Writes Schwaller de Lubicz, “Every circle, as a circular movement, has a center. This center controls this continuous and regular curve, which is closed; it is attractive, just as the circumference is repellent (centrifugal). This center is an abstract power which rules the phenomenon of circular movement. Two centers make an elliptical (or assimilated) movement if the curve is closed. If the curve is not closed but is superimposed, the center beomes a line or figure, horizontal for a spiral, vertical for a helicoidal curve, etc.
“The center controls; it is the will of the figure. Three axes of equal length, intersecting at 90°, are the will of the cube. The form of movement and the form of the Euclidian volume are in the center and in its radiation.
“I say that the will of a rotating sphere is the magnetic axis, and its equator is the centrifugal electrical effect. On the other hand, every magnetic effect is contradicting will, which produces the dilating, equatorial electrical effect. Inversely, every circlular electrical current provokes the magnetic axial effect. Will is esoteric; effect is exoteric.
“But where, then, is the will of the ‘container,’ the non-Euclidean volume?
“Its will is the seed, that is, the specification of the ‘contents,’ hence a genesis — that is, Time, for Time is none other than genesis. Genesis appears to us as Time.
“Now, all will of movement and of form is a specification of Energy. Will is thus identified with the seed, as the specifier, and, as genesis, appears as Time or duration.
“The seed ordains the volume, that is, Space; the genesis of this Space ordains Time. Will is what Lao-Tzu calls ‘the empty hub of the wheel.’

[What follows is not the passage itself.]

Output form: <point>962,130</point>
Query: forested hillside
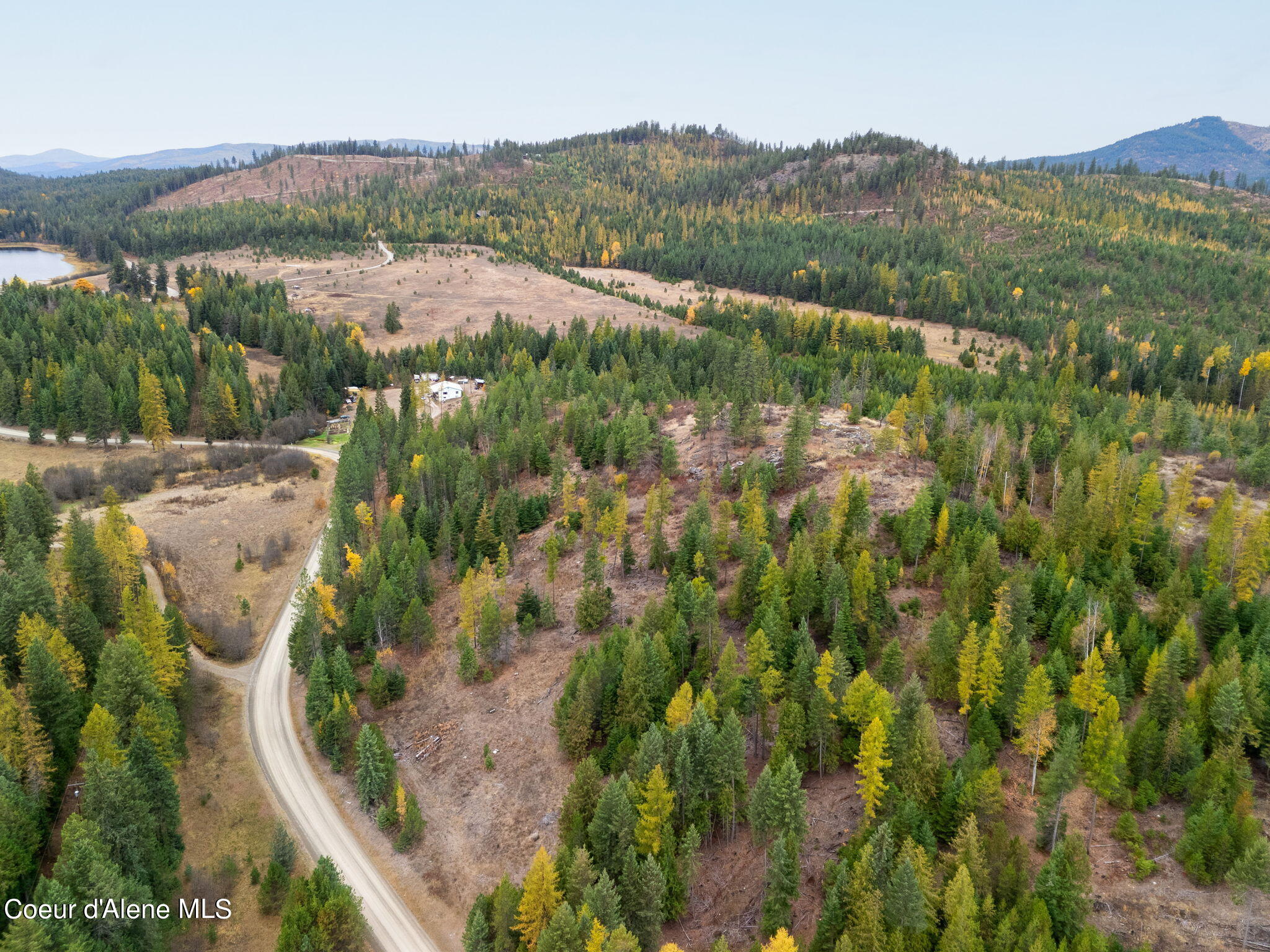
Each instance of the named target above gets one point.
<point>1044,635</point>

“The Absolute Will of the Origin includes all specifications.
“Everything that is naturally specified is a symbol and the expression of a will, hence of a specifying seed of non-objectifiable Energy: the Container, the non-polarized Sprit-substance. The specifying Will, the ‘Fire’ of the seed, was called the ‘odor’ by ancient Egyptians — the ‘odor’ of the Neter, (that is, in an esoteric sense, that which is emanated by the Neter like an ejaculated seed).
“The contained will must always be sought in the symbol, when the symbol is selected for an esoteric teaching. The character of this Will is that which will always compel Spirit — non-polarized Energy — to define itself in Time and Space, hence in the form of the symbol. This is the ‘magical’ meaning of the symbol. With regard to Spirit, this ‘magic’ operates like the Platonic Idea, just as rhythm acts on our will of movement; we obey despite and at odds with everything, even when we do not give in” (p69-70).